The Rasch model is essentially very simple and logical (Baker, 2001; 
Wright & Stone, 1979). It states that the probability of answering 
a question correctly is a function of the difficulty of the task and 
the competence of the person (see Appendix 1 for a mathematical 
expression of the model). When the competence of the person 
is greater than the difficulty of the task, then there is a higher 
probability (not absolute certainty because we are human after all) 
of answering it correctly. When the competence of the person is less 
than that of the task’s difficulty, then there is an increased likelihood 
of failing on the task. While this verbal description is straightforward, 
the underlying mathematics is more complex. 
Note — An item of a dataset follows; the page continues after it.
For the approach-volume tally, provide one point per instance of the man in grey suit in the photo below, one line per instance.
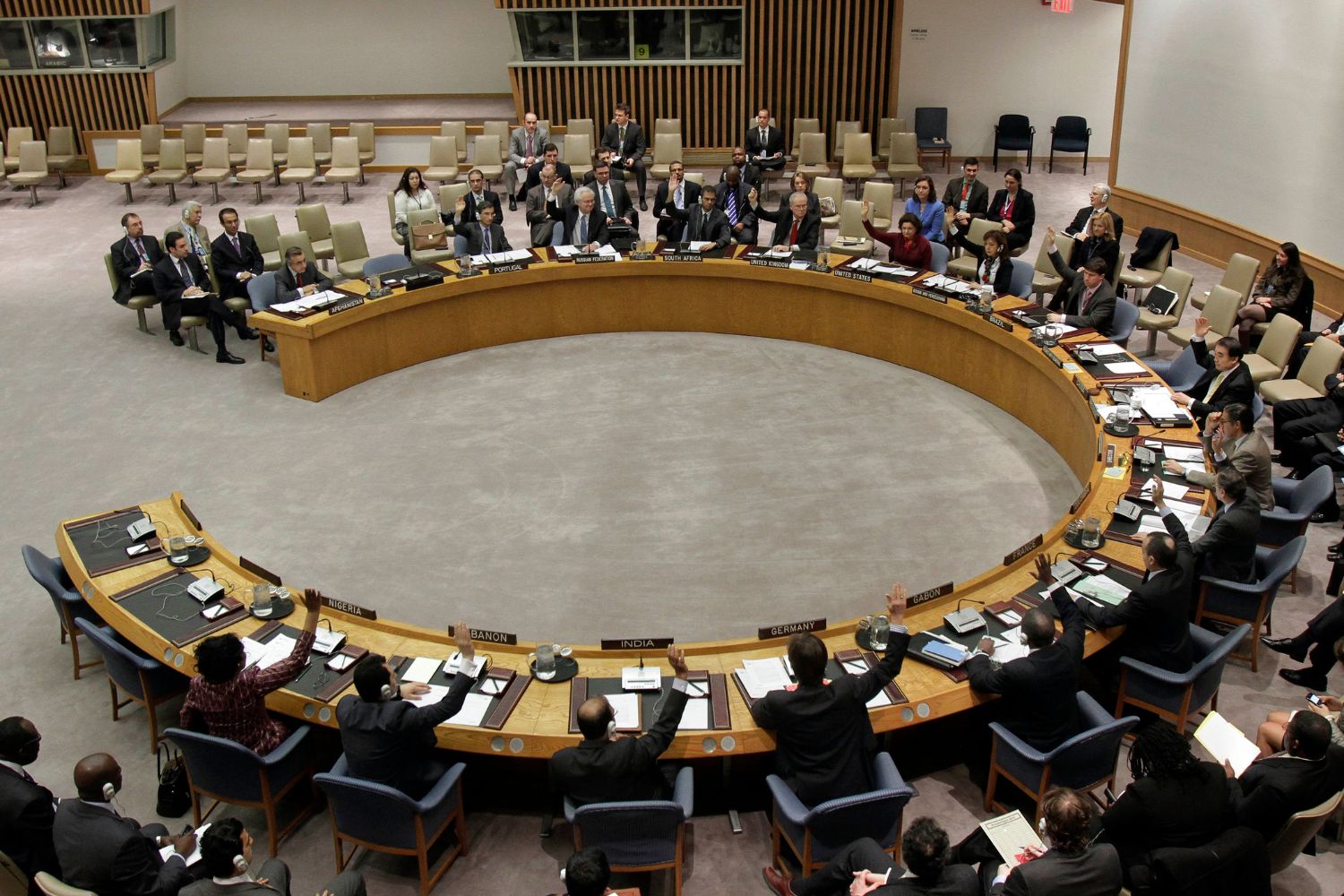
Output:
(226, 841)
(548, 196)
(524, 148)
Typically, Rasch measurement takes a very large sample that has 
undertaken an assessment and describes the performance of the 
group on each of the tasks in the assessment process. Note again 
that the emphasis is not on the total score but on the response to 
each item, question or task (Baker, 2001). This is why it is also called 
item response theory and this model of responding can be tested. It 
is also possible to see whether each person responded in a way that 
was consistent with the model. Of course, our small sample of 33 
experienced solicitors provides a major constraint in applying Rasch 
methods, but it is really quite typical of adult learning where we 
usually have small cohorts. 

One way around this is to use the technique of resampling to create 
a larger sample with smaller standard errors. This is achieved by 
continuously sampling with replacement from the original sample 
(Agho & Athanasou, 2005). In this case I took small samples 
from the group of 33 and continued until a total sample of 1000 
was achieved. While this might seem like some sort of statistical 


conjuring, it actually produces a sample which is much more likely to 
be representative of the original population (see Effron, 1979). The 
technique is also called “bootstrapping” because one literally lifts 
oneself up by his/her bootstraps. The process normally ceases when 
the statistic of interest stabilises its value and the calculated errors of 
measurement are reduced to a desired level. 
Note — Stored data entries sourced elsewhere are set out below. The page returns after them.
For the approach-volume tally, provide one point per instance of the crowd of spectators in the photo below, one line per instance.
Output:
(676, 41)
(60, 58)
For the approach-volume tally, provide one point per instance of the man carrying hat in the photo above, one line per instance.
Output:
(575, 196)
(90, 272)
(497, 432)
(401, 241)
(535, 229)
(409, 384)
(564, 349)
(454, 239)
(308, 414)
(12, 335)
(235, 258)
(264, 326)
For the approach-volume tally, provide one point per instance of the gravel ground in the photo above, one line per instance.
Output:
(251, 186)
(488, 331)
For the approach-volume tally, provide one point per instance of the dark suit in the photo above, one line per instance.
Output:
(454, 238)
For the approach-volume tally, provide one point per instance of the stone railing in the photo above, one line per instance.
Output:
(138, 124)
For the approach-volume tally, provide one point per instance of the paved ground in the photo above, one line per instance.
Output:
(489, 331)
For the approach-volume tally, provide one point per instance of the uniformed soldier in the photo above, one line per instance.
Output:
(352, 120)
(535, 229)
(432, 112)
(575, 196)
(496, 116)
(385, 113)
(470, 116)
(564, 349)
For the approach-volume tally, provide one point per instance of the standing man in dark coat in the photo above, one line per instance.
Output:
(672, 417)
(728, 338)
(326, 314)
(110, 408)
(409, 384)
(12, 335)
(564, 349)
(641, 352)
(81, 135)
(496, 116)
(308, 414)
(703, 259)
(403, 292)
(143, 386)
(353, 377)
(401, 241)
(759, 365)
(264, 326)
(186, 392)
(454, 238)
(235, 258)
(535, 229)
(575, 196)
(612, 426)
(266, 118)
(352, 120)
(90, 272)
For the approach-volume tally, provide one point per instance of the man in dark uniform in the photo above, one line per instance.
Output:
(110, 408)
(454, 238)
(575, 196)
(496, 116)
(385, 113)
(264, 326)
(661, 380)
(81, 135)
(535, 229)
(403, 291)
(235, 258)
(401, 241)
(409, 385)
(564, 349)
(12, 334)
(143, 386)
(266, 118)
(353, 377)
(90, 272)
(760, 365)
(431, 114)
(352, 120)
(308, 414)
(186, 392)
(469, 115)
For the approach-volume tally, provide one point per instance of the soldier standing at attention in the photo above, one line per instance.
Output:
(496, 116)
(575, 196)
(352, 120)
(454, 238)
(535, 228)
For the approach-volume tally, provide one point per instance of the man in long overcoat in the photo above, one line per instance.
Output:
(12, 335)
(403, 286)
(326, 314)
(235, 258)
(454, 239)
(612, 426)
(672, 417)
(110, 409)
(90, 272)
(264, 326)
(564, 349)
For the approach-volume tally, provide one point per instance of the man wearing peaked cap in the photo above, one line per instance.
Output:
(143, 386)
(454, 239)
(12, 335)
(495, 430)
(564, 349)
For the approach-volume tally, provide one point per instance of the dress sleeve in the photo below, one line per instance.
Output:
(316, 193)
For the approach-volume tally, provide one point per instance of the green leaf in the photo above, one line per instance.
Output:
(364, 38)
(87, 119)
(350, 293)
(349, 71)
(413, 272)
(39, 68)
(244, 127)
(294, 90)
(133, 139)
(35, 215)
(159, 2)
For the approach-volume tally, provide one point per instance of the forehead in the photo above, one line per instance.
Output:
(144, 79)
Resampling is now a commonplace technique for replicating the 
original population. Essentially any small group that we have in adult 
education is from a larger potential population. If we continuously 
take thousands of small samples from our group, then we can come 
closer to replicating the larger potential population (see Simon 1999 
for further details). With this brief introduction to both Rasch and 
bootstrapping/resampling, it is now time to turn our attention to 
applying these to this formal continuing education assessment. 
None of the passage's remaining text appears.